Мы попытаемся рассмотреть те общественные настроения, которые прямо или косвенно влияют на политику памяти, определяя и локализуя выбор политических акторов; основное внимание уделим результатам всероссийских репрезентативных опросов, которым, как любому источнику, присущи свои ограничения. Некоторые формулировки вопросов (что не отрицают и авторы исследований) несовершенны. Отчасти это связано с возможностями сравнения с результатами предыдущих исследований, отчасти эти вопросы отражают представления об истории самих авторов исследований, а также их априорные оценки распространенности тех или иных убеждений среди респондентов.

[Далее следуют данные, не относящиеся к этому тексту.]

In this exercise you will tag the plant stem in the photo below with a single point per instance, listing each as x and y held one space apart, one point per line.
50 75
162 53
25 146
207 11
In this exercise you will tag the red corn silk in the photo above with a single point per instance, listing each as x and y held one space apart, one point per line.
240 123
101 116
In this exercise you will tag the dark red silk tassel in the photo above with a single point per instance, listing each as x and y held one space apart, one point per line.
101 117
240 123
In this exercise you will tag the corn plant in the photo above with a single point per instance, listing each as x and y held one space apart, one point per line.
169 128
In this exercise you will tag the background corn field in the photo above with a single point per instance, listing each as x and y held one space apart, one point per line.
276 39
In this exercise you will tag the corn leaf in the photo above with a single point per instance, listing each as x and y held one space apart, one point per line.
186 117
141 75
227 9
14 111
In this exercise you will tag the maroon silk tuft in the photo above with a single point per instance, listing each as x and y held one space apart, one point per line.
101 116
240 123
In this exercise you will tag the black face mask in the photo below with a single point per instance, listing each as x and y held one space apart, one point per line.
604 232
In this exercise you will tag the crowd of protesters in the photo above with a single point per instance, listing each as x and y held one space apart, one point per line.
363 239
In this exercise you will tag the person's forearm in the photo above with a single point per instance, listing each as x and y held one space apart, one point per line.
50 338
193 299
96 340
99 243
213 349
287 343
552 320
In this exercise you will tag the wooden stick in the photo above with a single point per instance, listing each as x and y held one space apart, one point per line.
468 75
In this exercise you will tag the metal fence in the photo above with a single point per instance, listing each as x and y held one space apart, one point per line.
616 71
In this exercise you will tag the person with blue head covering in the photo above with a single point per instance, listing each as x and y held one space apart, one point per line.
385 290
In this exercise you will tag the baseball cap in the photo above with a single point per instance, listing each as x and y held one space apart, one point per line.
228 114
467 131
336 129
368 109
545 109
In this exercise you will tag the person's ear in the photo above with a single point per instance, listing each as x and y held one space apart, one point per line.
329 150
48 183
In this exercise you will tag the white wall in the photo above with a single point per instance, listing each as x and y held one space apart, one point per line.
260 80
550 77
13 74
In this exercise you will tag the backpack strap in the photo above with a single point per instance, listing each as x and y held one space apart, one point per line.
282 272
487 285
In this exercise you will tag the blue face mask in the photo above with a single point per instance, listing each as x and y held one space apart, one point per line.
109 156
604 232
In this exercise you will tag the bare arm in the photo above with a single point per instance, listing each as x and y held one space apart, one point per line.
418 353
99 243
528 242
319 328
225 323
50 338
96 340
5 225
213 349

Историки могут критиковать некоторые формулировки вопросов за их упрощенность, за навязывание респондентам определенных рамок высказываний о прошлом. Однако мы можем предложить некоторую картину состояния исторической памяти, исходя из совокупности ответов на разные вопросы и наметившихся за последние десятилетия тенденций, сравнивая данные разных исследовательских кампаний. С учетом этих ограничений данные опросов стоит рассматривать комплексно, обращая основное внимание на динамику показателей.

Мы используем линейные или двумерные распределения, которые публикуют ФОМ, ВЦИОМ и Левада-Центр. К сожалению, характер баз данных исследований исторического сознания, находящихся в открытом доступе, затрудняет их статистический анализ. Мы сопоставим данные с иными источниками, в том числе с материалами СМИ (выступления и интервью лидеров мнений, их собственные статьи и аналитические материалы, адресованные широкому кругу читателей).

Интерес к истории и уровень исторических знаний: революция 1917 г.

Как отмечалось выше, юбилей революции не попал в список важных событий прошлого года. По данным ФОМ, тех, кто считает события октября 1917 г. актуальными, лишь немногим больше тех, кто относит их к давней истории - 49% и 41% соответственно [1917-2017. Память о революции 2017]. Близки по смыслу и данные Левада-Центра, и нормативным по-прежнему остается утверждение: «нужно больше знать об этом периоде, чтобы не повторять ошибок прошлого» (44%) [Октябрьская революция 2017]. Однако не стоит ли это высказывание воспринимать как ритуальное?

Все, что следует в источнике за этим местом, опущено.